The Strange Case of Dr. Jekyll and Mr. Hyde was, of course, a work of fiction, penned by Robert Louis Stevenson in 1886. But alas the truth is often stranger still, and far more ghastly. This week we learned how Josef Fritzl, a construction engineer from Amstettten, Austria, began raping his daughter while she was in her teens. When she reached 18 he imprisoned her in a reinforced cellar at his home, where he continued to rape her for 24 years. During this time she gave birth to seven of his children, 6 of whom survived. Three remained locked in the cellar and had never seen the light of day. One had died at birth and Fritzl had incinerated it in a furnace. And the remaining three had been taken above ground and raised by Fritzl and his wife as their own. His wife was led to believe the daughter had ran away and that the three young children which Josef had brought into their home down the years had been abandoned on their doorstep by the daughter.

It is tempting to think that Fritzl's depravity excludes him from the family of humankind. But the reason people the world over are so horrified by his case is precisely because of our common humanity. We are struck in disbelief that this, this monster, is one of us.

Fritzl
tells us nothing new. History is replete with illustrations of the grisly and unbounded horror that can be wrought by the distorted nihilistic core of humanity. In fact, one way of looking at the history of civilisation is to view our progress as the fruit of a constant struggle, not with chance or with the elements, but with our heart of darkness. Indeed, a struggle of this kind is central to many of the world's religions: the opposing forces of all things symbolized by yin and yan, Seth and Osiris in ancient Egyptian religion, the opposition of divine and mortal forces in Greek mythology, and of course the struggle between Good and Evil in the Christian bible where the combat against Original Sin lasts for the entire duration of humanity.

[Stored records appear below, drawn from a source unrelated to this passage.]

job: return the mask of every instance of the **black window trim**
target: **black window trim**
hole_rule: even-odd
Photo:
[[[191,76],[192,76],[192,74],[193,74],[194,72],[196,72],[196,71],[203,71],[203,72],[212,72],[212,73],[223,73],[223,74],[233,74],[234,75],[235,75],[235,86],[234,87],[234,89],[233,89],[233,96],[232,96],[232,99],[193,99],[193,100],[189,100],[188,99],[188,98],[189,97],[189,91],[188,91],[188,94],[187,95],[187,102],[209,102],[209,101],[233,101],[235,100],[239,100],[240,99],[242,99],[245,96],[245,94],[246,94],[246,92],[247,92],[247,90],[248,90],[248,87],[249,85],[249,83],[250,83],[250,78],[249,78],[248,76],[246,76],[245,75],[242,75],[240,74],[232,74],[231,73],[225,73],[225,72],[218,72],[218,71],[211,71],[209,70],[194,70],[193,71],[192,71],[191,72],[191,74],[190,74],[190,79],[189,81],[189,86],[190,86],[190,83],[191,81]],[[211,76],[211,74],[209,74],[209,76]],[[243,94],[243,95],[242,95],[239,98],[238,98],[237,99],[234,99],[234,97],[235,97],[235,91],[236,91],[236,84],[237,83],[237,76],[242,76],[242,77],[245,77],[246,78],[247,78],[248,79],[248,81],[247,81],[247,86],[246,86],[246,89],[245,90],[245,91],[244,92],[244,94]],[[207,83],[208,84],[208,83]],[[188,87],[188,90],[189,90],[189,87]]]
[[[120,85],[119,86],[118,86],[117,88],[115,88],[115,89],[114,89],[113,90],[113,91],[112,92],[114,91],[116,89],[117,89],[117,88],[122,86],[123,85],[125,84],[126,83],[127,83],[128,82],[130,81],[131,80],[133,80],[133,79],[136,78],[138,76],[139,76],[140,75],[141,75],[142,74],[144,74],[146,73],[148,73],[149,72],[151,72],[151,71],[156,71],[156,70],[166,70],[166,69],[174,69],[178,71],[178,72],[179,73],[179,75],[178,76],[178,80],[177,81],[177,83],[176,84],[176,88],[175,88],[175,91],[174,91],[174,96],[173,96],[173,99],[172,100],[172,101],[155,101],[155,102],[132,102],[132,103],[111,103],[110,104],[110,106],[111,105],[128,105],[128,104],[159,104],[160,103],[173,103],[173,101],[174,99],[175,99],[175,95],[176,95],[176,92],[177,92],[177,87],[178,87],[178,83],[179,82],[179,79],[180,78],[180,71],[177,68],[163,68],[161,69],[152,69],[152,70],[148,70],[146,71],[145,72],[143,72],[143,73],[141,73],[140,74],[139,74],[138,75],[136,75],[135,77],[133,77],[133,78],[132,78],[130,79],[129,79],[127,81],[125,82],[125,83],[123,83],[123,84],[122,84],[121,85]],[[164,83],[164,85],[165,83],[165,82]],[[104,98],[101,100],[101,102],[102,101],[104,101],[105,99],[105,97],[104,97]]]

When evil breaks through the imperfect cloak of civilisation, there are always victims. In Fritzl's case, seven of them were children. We cannot help imagining what they suffered, especially those poor creatures locked in the darkess. Their mother tried to make their lives livable, she tried to simulate normality. She told them fairytales and entertained them with elaborations of what they had watched on TV. She must have had to convince them that their frequent visitor was a benefactor, that he loved them, that he protected them.

Incredibly, while in their company he wasn't always Mr Hyde. He could revert to Dr Jekyll. He would play with the children and discuss their welfare with their mother - whom he never ceased to beat and rape. It is impossible to imagine how she summoned the power to bear the violence and depravity for over 20 years, long after hope of escape had receded. Her mental torture must have been worse than that of the kids. She knew another world, a world of spring air and winter snow, of mad autumn colours, of birds and birdsong, of rolling clouds and warm sunshine. A world of space and movement, and freedom. A place filled with people, real people, who were decent and kind and loving and dignified.

We cannot resist wondering how Elizabeth and her children will ever manage to build up anything like a life after such sustained and horrific damage. Can their minds be repaired, at least in part? Can they regain an appetite for real life? How will they cast away their mistrust of people? Will they adjust to streetscapes or parks or any open space? Do the children know or can they ever learn the language of love? Will they ever cope with the constant motion of their new world? What is the shape of their hearts after years of torture and depravity? Can they be healed? We pray that they can.

And as for Fritzl himself, it is hard not to be sucked in by his monstrousity. We are compelled to marvel at, and be shocked by, the revelation that this absurdity, this wretched, cruel beast, this is you and I.

The Strange Case of Josef Fritzl draws our attention because he appeared so ordinary, his victims were so helpless, and his depravity so hideous. But above all we are tormented by thoughts of what it was like to be Fritzl, or far far worse, one of his victims.